The Rev. Scott Oche, another clergy member in the conference, shared about Bill’s influence on his entering the ministry. Scott was an accountant in the church at Sydney when he felt God’s call to preach. Bill invested time in his relationship with Scott, who likens Bill’s influence as similar to Paul’s mentoring of young Timothy. Scott served on staff with Bill while he was in seminary and noted how Bill helped him in many first opportunities in preaching, including Christmas Eve and then his first funeral. Scott remarked that “Bill was a disciple maker long before the annual conference had a plan. Bill was faithful to his family, to the church, and to my family.”

Another ministerial voice at the service was that of Dr. John Wagner, a professor at United Theological Seminary, and one who admitted to being of a different theological persuasion than Bill. But he clearly admired and respected Bill, though they had disagreed on the floor of annual conference. “I came to count on Bill for his honest opinions,” Wagner said with deep affection. “We are all in this together for the transformation of the world. His family is a witness to that transformation. There was no one like Bill. I miss him already.”

Bill and Carolyn have six children and they are impressive by any measure. Two are in pastoral ministry, one has been a missionary, and the others are actively involved in the churches where they live. It was moving to hear the two minister sons (Derik and Bill, Jr.) share about their Dad’s influence on them, by his affirmation of them in their various sports activities and by his insistence on the importance of character and integrity—there were to be no moral or ethical shortcuts. That would not honor Christ and the gospel.

Sixteen years ago, Bill developed Primary Progressive Aphasia, a disease which gradually reduced his ability to articulate his thoughts. Then came Progressive Supra Nuclear Palsy which took away his mobility, Finally, he developed Frontal Temporal Dementia, which attacked his memory. Through those sixteen years, his lovely wife, Carolyn, cared for him tirelessly and patiently, which is a beautiful story in itself.
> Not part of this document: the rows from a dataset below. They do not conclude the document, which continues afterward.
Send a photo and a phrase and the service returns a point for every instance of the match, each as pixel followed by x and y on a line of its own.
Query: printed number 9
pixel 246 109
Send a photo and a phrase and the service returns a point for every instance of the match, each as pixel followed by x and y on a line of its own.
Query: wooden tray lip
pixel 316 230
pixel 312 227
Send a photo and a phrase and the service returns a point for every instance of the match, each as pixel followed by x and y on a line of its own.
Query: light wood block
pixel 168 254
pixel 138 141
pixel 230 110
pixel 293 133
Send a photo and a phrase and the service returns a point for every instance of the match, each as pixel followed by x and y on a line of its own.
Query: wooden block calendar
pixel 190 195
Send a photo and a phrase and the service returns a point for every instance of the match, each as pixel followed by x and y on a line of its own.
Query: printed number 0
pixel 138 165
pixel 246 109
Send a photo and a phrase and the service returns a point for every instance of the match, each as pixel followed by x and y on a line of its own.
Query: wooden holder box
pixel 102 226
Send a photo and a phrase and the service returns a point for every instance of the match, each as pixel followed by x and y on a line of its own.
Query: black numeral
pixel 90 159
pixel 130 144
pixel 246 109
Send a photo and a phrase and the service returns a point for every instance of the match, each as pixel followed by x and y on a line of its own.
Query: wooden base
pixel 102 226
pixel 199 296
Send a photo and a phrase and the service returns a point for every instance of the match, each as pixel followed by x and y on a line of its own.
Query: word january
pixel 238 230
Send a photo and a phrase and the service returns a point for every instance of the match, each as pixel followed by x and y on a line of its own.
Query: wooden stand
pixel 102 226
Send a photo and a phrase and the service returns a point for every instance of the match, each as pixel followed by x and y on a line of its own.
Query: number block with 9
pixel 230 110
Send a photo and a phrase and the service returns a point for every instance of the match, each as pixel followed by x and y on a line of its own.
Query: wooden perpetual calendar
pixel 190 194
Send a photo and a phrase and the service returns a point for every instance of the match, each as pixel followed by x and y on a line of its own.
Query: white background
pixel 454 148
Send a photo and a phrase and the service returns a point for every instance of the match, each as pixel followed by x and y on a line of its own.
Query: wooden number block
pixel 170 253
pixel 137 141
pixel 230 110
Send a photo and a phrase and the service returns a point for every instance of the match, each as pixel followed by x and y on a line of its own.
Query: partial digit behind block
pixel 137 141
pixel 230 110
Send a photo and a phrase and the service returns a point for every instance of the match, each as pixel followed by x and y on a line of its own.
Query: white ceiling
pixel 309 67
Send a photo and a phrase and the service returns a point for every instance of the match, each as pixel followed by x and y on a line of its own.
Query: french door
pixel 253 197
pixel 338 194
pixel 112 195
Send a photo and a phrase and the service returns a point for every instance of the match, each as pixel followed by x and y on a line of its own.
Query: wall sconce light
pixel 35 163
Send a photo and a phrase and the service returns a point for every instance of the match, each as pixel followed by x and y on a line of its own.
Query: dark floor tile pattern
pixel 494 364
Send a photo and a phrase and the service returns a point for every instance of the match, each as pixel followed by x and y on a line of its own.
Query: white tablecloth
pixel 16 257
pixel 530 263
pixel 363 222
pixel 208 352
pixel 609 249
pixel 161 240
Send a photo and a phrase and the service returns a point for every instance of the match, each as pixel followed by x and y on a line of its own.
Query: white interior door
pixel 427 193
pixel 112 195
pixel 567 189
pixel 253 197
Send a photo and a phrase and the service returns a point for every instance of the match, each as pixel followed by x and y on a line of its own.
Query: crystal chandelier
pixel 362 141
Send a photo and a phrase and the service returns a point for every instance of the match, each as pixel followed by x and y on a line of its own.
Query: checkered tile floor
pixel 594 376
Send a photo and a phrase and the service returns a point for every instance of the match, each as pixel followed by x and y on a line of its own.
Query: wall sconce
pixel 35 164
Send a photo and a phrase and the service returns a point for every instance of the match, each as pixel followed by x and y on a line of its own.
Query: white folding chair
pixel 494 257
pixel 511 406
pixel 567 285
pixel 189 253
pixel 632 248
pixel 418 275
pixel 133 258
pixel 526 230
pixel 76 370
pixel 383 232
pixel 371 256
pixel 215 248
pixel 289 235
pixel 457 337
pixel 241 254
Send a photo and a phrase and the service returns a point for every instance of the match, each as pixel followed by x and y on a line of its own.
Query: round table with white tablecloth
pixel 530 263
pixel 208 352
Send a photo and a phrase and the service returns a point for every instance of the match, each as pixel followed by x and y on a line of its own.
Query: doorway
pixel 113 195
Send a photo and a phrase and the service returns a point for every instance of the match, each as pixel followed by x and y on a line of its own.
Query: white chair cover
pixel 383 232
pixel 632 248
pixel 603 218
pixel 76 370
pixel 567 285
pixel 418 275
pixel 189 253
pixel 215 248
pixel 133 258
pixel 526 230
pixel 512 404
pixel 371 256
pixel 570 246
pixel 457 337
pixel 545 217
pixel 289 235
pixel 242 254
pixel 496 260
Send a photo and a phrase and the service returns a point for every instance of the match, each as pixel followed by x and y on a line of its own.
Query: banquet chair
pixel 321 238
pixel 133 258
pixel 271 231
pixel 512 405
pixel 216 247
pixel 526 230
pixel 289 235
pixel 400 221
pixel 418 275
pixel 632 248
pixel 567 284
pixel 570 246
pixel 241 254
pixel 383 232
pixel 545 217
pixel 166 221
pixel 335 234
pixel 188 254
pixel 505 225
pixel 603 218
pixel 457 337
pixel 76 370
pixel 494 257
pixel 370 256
Bill donated his brain to Harvard University for research in Frontal Temporal Demential, a disorder in which there is need for much further research.

The local church played a crucial role in the final years of Bill’s life. Carolyn shared how the Marysville Church and Sunday school classes came and helped her as Bill’s condition worsened. They sat with Bill while she could be out on errands and to shop. Others in the class came over in the evenings to help her get Bill from his wheelchair into bed. This is a beautiful testimony of the church simply being the church. The church doing what so many churches do week in and week out, in unselfish ministry and service that never gets splashy headlines. Someone has said that the Christian churches have many critics, but few competitors. How true that is.
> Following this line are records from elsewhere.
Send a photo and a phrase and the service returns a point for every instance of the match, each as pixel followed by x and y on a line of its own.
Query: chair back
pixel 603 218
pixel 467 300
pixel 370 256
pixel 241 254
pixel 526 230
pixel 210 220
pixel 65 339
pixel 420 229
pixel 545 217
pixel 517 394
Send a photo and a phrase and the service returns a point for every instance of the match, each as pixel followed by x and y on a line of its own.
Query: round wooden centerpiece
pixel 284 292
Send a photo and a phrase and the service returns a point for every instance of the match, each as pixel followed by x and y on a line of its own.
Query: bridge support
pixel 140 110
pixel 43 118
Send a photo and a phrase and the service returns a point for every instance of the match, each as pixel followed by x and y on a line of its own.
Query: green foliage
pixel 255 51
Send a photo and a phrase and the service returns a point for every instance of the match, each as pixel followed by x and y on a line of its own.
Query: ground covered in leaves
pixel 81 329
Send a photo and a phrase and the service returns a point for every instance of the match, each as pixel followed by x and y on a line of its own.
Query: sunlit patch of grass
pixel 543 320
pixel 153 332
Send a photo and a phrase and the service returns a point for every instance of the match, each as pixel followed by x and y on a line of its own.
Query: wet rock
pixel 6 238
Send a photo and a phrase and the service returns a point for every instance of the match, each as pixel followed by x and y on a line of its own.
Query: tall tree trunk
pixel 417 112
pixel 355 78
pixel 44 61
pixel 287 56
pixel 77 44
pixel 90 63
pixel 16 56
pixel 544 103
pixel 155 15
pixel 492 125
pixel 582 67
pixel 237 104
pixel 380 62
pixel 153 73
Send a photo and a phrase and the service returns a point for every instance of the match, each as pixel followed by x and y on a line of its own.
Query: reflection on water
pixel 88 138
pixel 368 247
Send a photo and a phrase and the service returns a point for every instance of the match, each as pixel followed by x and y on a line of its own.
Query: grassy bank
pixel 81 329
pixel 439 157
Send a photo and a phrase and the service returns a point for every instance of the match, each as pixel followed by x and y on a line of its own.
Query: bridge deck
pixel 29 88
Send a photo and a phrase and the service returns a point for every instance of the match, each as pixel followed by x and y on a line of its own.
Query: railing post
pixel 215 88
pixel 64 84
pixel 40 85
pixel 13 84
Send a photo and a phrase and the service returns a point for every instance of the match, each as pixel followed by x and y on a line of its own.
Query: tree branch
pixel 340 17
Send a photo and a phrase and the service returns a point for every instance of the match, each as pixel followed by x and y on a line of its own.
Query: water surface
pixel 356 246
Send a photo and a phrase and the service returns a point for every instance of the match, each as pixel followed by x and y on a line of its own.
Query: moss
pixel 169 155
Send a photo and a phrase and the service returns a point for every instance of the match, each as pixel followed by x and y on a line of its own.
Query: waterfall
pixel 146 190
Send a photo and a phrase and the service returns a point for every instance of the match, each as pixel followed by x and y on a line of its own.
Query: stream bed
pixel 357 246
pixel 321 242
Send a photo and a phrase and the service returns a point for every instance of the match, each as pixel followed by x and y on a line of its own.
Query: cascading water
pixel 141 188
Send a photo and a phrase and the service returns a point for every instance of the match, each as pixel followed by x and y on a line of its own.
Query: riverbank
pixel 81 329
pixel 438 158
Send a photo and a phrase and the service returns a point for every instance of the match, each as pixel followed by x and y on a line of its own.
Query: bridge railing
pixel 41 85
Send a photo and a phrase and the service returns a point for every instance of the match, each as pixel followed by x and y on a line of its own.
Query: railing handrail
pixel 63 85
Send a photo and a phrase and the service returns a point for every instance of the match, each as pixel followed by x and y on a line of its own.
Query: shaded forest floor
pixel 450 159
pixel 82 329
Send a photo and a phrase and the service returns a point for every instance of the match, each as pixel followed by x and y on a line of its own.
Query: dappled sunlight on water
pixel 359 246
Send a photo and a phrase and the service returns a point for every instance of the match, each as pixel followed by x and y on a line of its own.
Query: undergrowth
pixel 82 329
I came away from that memorial service deeply moved by the extraordinary impact of the ministry of Bill and Carolyn Hines. What a great pastoral team they have been in the West Ohio Conference of our church. Thanks be to God for these faithful servants.

James V. Heidinger II is the president and publisher emeritus of Good News. 


  1. What a wonderful article! Bill and Carolyn were next door neighbors to us while at Grace Methodist in Hamilton, Ohio. We loved their family as did our whole church! Bill’s ministry had a profound influence on my own spiritual life.